Arlington Cultural Affairs director Michelle Isabelle-Stark told the Washington Post that they were essentially saving the property from being bought by a private developer that would put a “self-storage in there.”
Zientara tells ARLnow he’s “all for that” plan and doesn’t seem all that phased about the recording studio’s impeding physical demise. The building, with a leaky roof and dull gray exterior, itself isn’t in great shape, he admits.
While a music studio would certainly fit into an arts district ethos, Zientara — who has a background in electronics — doesn’t think the county would be up for managing one.

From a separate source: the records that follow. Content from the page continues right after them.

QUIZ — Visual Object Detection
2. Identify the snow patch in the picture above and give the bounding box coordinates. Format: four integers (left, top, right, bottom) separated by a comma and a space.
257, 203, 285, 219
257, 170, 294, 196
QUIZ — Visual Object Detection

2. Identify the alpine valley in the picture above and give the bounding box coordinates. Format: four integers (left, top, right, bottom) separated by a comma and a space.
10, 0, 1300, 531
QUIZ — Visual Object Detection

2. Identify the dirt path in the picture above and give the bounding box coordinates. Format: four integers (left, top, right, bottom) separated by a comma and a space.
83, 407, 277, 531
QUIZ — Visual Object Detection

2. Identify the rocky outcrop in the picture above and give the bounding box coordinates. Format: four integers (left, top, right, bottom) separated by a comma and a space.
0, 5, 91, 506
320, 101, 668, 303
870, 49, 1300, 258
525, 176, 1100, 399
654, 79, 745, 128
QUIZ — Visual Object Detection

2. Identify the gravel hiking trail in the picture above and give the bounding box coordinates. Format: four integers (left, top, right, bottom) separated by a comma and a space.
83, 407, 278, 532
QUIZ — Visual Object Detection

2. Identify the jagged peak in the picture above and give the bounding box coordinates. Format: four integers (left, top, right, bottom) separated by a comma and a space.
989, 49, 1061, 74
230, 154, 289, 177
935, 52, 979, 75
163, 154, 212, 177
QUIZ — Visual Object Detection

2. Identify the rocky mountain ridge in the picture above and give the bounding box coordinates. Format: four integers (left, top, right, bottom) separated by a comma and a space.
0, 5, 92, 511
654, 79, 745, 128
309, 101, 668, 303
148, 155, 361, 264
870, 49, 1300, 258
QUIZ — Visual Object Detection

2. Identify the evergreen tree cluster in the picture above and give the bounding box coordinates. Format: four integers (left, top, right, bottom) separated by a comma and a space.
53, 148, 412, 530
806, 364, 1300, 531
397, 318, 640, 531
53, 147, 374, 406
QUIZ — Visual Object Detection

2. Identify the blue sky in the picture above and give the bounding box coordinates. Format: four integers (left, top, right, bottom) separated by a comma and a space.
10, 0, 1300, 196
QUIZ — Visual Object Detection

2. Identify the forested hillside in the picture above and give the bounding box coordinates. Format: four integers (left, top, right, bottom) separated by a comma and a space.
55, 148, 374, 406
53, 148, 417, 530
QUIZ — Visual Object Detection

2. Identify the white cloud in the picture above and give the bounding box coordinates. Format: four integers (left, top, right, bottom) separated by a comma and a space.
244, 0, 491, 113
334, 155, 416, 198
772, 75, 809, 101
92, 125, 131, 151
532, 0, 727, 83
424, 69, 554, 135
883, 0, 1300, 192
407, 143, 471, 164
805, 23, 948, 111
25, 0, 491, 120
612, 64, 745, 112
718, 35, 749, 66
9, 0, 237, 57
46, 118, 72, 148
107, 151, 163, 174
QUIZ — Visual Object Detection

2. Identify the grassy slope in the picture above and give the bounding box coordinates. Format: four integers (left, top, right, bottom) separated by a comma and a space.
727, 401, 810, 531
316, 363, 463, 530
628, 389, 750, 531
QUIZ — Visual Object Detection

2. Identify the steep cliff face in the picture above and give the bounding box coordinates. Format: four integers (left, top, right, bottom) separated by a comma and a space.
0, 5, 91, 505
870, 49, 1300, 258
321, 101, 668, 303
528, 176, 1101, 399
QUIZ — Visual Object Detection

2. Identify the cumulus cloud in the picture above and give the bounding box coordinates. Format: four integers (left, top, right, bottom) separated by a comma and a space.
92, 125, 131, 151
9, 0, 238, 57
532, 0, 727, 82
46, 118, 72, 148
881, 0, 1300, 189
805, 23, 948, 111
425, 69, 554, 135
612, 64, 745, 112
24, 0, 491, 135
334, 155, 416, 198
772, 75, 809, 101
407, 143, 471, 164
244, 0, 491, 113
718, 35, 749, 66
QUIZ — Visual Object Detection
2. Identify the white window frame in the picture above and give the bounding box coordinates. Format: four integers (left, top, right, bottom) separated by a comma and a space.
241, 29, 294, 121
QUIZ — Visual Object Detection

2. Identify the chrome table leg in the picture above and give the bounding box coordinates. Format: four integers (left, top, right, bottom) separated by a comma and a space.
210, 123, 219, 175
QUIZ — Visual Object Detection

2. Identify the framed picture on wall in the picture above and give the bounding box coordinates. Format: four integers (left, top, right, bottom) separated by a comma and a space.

“It takes a lot,” he says. “You have to keep it running, keep it working, keep all of the components working, which means a lot of repair and maintenance.”
The county says that Inner Ear has until the end of the year to vacate the premises. Zientara said he doesn’t know when they are actually leaving. Meanwhile, he’s tying up loose ends, moving equipment, and recounting memories.
“Yeah, [Grohl] came in. Had some hot dogs and hamburgers,” Zientara says, sounding not all that impressed. “He played some timbales… there’s a lot of people that come through. When you stick around a long time, that happens.”
When asked about his favorite memory here, Zientara says it’s like asking “what’s your favorite breakfast?,” as in every memory is a good one.
“Is it pancakes? Is it eggs? Is it huevos rancheros? A breakfast burrito? All of it is good, just really good.”
Zientara isn’t necessarily done yet, though. While Inner Ear will no longer exist in its present place or form, he’s starting the search for other locations.
“I want a house, garage, whatever. Anything,” he says. “Some place that’s set up… a storefront costs more. Plus, it attracts attention. I don’t need that. Studios don’t want attention.”